NEW YORK – Chimerix on Tuesday said the US Food and Drug Administration accepted its new drug application for accelerated approval of its investigational cancer therapy dordaviprone as a treatment for patients with recurrent H3 K27M-mutant diffuse glioma and granted it priority review.
Dordaviprone is a member of a class of cancer therapies dubbed imipridones that target G protein-coupled receptors and mitochondrial caseinolytic protease P in cancer cells. In initial findings from Phase III ACTION trial of dordaviprone, following radiotherapy in patients 2 years and older with newly diagnosed H3 K27M-mutant diffuse glioma who have completed standard frontline radiotherapy, the disease control rate was 40 percent and the objective response rate was 28 percent, according to Response Assessment in Neuro-Oncology (RANO) 2.0 criteria. Out of 50 evaluable patients, 10 had a partial response, six had stable disease, and 15 had progressive disease. The median duration of response was 10.4 months. Dordaviprone, formerly known as ONC201, was well tolerated and the majority of treatment-related adverse events were mild.

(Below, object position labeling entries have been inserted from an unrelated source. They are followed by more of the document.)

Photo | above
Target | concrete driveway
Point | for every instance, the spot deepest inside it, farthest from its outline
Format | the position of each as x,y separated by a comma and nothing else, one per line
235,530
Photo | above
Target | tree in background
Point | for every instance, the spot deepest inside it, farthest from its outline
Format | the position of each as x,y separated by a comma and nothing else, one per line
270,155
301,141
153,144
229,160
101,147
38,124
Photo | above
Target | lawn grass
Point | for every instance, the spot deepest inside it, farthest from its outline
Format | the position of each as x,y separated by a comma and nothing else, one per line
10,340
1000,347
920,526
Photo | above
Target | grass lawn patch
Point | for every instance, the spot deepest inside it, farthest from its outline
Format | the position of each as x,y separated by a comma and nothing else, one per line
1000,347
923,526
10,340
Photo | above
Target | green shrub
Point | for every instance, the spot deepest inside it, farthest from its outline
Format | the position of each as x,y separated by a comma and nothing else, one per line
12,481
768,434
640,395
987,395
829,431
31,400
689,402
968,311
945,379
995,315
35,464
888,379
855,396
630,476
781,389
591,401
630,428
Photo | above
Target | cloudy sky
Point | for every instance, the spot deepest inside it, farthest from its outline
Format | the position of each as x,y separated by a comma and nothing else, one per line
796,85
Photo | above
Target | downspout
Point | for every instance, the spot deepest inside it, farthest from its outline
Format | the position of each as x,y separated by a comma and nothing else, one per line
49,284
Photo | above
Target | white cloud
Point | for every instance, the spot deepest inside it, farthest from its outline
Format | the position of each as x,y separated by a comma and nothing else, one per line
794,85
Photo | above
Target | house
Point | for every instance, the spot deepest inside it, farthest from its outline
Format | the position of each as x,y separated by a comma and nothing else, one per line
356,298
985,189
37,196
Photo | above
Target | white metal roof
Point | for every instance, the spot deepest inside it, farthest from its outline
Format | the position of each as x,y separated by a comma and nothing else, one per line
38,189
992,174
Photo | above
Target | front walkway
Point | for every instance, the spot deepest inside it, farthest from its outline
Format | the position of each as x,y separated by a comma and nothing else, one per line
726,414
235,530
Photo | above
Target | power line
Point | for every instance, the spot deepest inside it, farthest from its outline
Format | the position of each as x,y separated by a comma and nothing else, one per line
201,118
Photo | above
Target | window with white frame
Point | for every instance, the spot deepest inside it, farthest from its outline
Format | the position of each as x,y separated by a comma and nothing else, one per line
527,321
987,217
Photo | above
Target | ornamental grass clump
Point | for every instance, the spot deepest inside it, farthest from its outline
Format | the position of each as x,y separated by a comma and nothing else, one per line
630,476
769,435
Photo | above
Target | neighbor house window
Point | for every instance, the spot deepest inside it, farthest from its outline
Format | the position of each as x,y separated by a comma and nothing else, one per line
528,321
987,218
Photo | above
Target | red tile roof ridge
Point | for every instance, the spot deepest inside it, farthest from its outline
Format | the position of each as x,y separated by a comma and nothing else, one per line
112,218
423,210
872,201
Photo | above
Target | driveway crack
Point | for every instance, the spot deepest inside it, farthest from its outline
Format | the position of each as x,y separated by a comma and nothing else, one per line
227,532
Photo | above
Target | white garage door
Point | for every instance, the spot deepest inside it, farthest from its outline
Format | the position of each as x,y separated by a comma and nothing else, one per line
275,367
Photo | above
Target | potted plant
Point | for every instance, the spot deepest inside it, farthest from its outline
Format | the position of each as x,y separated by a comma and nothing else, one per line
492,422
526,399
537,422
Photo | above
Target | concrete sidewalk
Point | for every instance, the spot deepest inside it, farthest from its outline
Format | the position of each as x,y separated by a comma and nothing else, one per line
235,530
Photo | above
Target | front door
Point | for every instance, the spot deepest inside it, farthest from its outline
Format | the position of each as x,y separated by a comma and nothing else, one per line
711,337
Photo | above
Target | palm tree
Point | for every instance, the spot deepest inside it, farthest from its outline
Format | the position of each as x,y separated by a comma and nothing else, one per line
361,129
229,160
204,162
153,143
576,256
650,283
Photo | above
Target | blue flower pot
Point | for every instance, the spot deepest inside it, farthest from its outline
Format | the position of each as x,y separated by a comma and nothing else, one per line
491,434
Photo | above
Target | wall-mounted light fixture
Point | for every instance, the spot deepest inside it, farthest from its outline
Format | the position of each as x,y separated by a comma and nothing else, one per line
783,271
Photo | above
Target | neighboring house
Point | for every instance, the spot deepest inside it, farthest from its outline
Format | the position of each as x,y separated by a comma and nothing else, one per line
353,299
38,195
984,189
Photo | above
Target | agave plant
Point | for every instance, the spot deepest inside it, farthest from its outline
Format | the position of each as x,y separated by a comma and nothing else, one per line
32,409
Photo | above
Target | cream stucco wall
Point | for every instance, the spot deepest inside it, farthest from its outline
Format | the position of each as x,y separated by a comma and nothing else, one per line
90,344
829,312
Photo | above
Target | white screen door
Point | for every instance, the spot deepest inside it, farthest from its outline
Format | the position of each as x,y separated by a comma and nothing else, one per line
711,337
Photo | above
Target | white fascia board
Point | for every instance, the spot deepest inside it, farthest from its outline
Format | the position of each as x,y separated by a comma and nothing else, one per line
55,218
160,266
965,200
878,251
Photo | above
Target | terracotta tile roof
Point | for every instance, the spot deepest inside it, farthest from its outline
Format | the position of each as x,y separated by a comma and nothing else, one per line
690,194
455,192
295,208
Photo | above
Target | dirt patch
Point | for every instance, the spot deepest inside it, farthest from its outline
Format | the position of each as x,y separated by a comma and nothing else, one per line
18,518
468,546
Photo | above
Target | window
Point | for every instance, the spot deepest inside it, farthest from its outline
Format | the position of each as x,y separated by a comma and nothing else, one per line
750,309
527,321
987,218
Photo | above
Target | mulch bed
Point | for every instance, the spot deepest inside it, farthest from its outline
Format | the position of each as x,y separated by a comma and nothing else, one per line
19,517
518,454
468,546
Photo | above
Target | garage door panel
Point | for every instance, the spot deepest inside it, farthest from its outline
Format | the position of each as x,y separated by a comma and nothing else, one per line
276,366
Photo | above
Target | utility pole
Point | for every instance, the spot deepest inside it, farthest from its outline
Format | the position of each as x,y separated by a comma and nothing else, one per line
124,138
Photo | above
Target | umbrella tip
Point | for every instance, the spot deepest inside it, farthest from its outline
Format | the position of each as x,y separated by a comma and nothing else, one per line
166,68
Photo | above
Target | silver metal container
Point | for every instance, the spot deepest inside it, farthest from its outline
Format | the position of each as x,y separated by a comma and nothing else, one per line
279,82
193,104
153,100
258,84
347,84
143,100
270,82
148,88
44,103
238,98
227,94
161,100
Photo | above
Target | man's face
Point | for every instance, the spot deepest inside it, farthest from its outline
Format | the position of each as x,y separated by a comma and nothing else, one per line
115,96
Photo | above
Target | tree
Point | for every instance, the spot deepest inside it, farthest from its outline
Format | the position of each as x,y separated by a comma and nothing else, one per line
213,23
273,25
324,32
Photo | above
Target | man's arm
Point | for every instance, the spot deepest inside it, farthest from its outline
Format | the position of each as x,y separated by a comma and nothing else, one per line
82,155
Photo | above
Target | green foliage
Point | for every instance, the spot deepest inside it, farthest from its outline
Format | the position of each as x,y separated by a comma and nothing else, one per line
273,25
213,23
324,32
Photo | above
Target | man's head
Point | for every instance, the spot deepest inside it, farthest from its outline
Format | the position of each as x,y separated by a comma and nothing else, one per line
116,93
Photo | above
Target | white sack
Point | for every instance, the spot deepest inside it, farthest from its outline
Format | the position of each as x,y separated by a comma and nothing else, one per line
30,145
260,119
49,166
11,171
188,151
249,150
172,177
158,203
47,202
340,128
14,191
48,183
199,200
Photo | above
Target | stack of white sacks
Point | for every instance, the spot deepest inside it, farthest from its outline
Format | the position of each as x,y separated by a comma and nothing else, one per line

"Patients with this form of high-grade glioma face a very difficult prognosis with few treatment options beyond palliative care," Chimerix CEO Mike Andriole said in a statement. "Our team is working expeditiously with the FDA to facilitate their review as we simultaneously prepare for a potential commercial launch in order to ensure rapid availability to patients in need."
The FDA has granted rare pediatric disease designation to dordaviprone for H3 K27M-mutant glioma, and the Durham, North Carolina-based firm has applied for a rare pediatric disease priority review voucher in the NDA submission.
The FDA expects to issue a decision on dordaviprone by Aug. 18.